梗 概
いつか止む雨について
幼い日の『私』は両親の離婚を機にストレスから聴覚過敏を発症し、ほぼ全ての音が耳に突き刺さるように感じ始めた。防音のイヤーマフをして暮らすが東京という環境での生活にも引き取られた母との会話のない生活にも限界を感じ、田舎に住む祖父の家に預けられる。
山中の静かな場所だが、ペンが紙を擦る音も苦痛に感じ『私』は塞ぎ込む。ある雨の日、耳を塞いでも音が離れない感覚に襲われ逃げ場を求めた『私』は、裏手にある古い木造りの小屋の中で、古びた屋根に響く雨粒の音に聞き惚れる。それは聴覚が正常だったときには聴いたことがないほど美しく、素晴らしい音の連なりであった。
雨が降るたび小屋に入り浸るうち、『私』はやがておずおずとその音に話しかける。すると、声が返ってくる。雨は『私』が話す胸の内の大切なことやくだらないことに相槌を打つ。雨音でしか知りえない様々なことを話してくれるのが聞こえる。少なくとも聞こえたと記憶している。

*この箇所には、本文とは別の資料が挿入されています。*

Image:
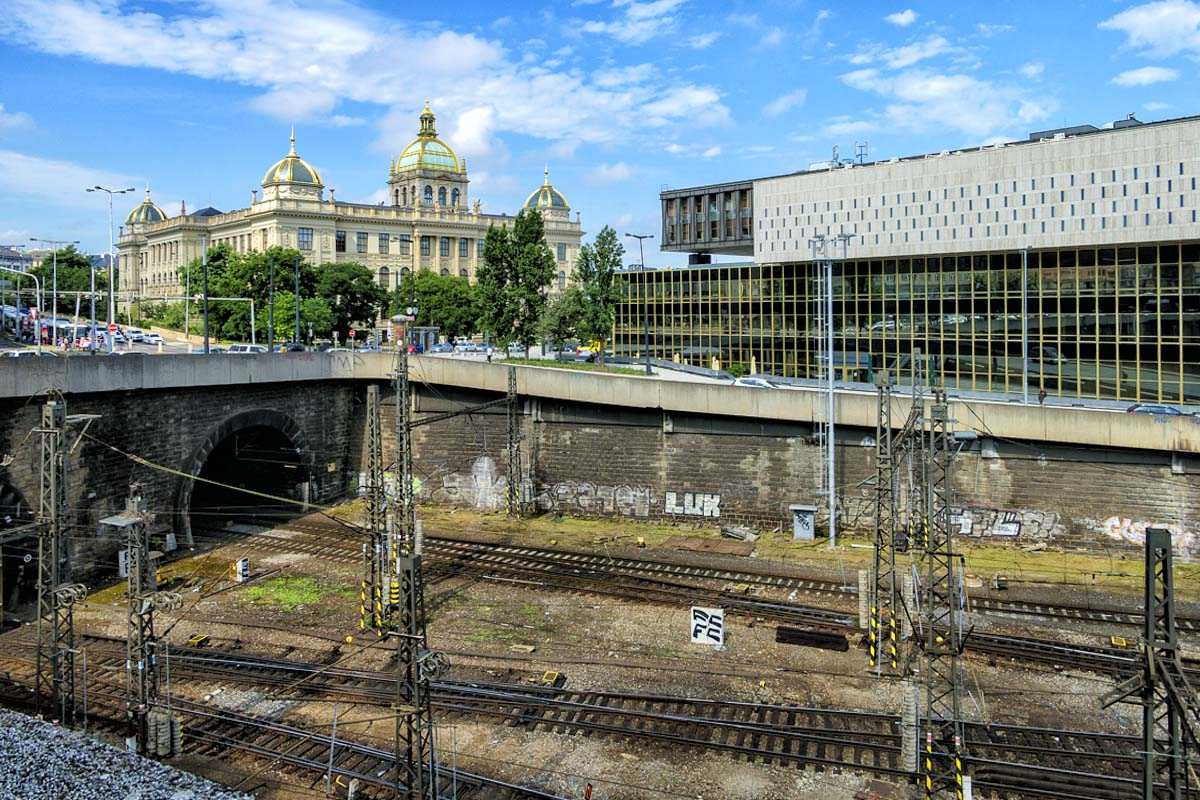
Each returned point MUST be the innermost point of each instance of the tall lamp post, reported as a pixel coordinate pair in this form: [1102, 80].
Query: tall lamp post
[112, 262]
[54, 282]
[646, 306]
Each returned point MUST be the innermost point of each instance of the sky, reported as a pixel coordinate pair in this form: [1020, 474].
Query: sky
[619, 98]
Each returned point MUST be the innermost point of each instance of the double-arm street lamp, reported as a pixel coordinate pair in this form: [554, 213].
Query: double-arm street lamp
[646, 305]
[55, 244]
[112, 260]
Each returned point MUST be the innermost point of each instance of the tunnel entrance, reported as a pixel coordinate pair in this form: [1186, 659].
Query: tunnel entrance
[267, 457]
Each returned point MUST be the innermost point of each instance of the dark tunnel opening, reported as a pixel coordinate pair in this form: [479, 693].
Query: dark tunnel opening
[259, 458]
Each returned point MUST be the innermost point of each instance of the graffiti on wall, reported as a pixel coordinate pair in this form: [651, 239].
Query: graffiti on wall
[573, 497]
[693, 504]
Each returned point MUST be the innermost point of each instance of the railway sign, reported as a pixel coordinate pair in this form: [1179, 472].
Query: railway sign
[708, 626]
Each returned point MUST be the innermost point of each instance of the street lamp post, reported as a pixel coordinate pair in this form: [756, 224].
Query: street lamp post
[112, 260]
[54, 282]
[646, 306]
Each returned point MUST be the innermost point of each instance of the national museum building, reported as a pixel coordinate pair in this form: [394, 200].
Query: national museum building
[930, 259]
[427, 223]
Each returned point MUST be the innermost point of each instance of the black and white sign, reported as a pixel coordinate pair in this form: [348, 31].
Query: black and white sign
[708, 626]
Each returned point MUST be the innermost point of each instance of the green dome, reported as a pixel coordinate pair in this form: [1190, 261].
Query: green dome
[547, 197]
[145, 212]
[292, 169]
[427, 151]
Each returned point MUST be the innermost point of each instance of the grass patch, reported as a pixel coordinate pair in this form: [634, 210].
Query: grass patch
[289, 593]
[574, 365]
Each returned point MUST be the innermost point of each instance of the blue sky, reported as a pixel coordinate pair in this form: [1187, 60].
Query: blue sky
[621, 97]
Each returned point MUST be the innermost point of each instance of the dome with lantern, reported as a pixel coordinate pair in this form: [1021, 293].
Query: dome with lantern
[145, 211]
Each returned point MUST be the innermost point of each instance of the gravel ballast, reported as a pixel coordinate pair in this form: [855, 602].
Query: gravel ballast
[40, 761]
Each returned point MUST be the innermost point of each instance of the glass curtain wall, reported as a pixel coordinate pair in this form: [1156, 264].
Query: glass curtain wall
[1114, 323]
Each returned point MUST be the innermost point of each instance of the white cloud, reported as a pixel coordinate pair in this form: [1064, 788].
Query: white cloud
[989, 30]
[13, 120]
[1032, 70]
[897, 58]
[640, 22]
[611, 173]
[336, 53]
[919, 100]
[1162, 28]
[903, 18]
[1145, 76]
[60, 182]
[785, 103]
[773, 37]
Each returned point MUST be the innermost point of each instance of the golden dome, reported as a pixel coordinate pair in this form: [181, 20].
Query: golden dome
[292, 169]
[147, 211]
[547, 197]
[427, 151]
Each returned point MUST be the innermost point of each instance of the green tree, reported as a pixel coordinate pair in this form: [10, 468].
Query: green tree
[352, 294]
[75, 275]
[534, 270]
[562, 318]
[600, 287]
[448, 302]
[493, 277]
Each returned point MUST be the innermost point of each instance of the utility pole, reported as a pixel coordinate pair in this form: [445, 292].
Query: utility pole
[646, 306]
[54, 677]
[882, 626]
[375, 559]
[514, 438]
[415, 777]
[1170, 715]
[941, 635]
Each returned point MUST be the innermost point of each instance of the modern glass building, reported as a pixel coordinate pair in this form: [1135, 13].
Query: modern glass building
[1104, 220]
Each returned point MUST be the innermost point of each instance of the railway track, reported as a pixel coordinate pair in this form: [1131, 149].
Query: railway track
[1006, 761]
[588, 573]
[510, 558]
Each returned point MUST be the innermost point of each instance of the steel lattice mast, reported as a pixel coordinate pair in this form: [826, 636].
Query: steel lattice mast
[941, 625]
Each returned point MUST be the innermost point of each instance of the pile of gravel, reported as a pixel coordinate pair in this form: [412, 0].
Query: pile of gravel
[40, 761]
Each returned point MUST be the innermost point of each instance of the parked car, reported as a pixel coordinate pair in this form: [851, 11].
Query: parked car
[1155, 408]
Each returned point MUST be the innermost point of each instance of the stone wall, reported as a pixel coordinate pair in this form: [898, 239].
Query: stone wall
[603, 461]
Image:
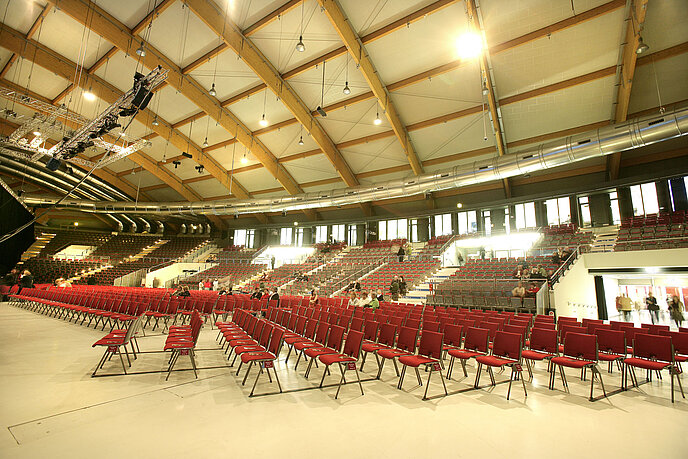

雨は美しい女の声をしていた。
そうして過ごすうちに症状はやや緩和し、『私』は東京の母の元へと戻り学校も再開した。未だに耳を覆う道具は外せない。小屋で聞いた雨音と声が脳裏で蘇る。通う精神科の主治医には、状態は落ち着いているが、聴覚の症状がすぐに消えるか、長く残るかは分からないと言われる。翌年の正月、祖父のもとを再び訪れると小屋は跡だけになっていた。古い小屋は嵐の日に崩れ、そのまま取り壊したのだという。
東京へ戻った『私』はあの音と雨の声を求め様々な軒下や建物を訪ねて回りそこでおずおずとイヤーマフを外すが、どれもあの鮮烈な時間と空間を与えてはくれない。足で探すことに飽き足らず、様々な雨音や水音の音源をかき集めるようになる。新しい音源からレコードに封じられた音までを求め、中学高校を経て『私』の部屋には様々の音響機器が集まっていく。
専門学校を経て映像会社の音響部門に就いた『私』は、2か月に一度の精神科への通院を続けている。聴覚過敏はほぼ治っていると言われているが、『私』自身の希望で通院を続け、近頃は出来事を書き留めたノートを主治医に提出している。
ある日、仕事で扱うデータに含まれていた雨音に『私』の手が止まる。湧き上がる感覚に震えながら出所を辿ると、録られたのは古い酒蔵の敷地内にあるボロ小屋であった。映像は、近く酒蔵が大規模な改築を行うことを告げていた。
電車を乗り継ぎ件の酒造へ向かう。小屋に入れてもらえるよう頼み込む。夜になり、雨が降り始めると、『私』の予感は現実となった。まさしくあのときの音がする。そしてやはり、美しい声は全く、聞こえない。『私』の聴覚はあの頃と全く違う、正常な状態になっていた。
『私』は音響機器を売り払うと、祖父が住んでいた敷地にその土地の材で新しく一つの小屋を建てた。そして数十年後に朽ちた木の囲いの中で、自分でない誰かでもよい、誰かの耳があの世界で最も美しい雨の声を聞くときがいつか、再び訪れることを願う。
耳を晒したまま主治医の元を訪れ、これらのことを記したノートを主治医に渡したのを最後に、『私』が通院をすることはなくなった。
文字数:1290
内容に関するアピール
鮮烈な「音」との出会いと、その感覚を追い求める人物の話です。小屋のシーンは主人公の幼さもあいまって幻想的なものになるかと思います。聞いたことのない音をはじめて聞いたという感触が話全体を駆動させます。
ファーストコンタクトというのは出会う相手もそうですが、ファーストであることそのものによって特別さを孕むのだとしたら、それに再び出会おうとすることは不毛な取り組みとなるかもしれません。一口目が一番美味しい。
すべて『私』による一人称の文章で、『私』自身がノートに書き記した形をとって書かれます。ペン先の音についての記述など、細かな部分のフィードバックを効かせて立体感を出していきたいです。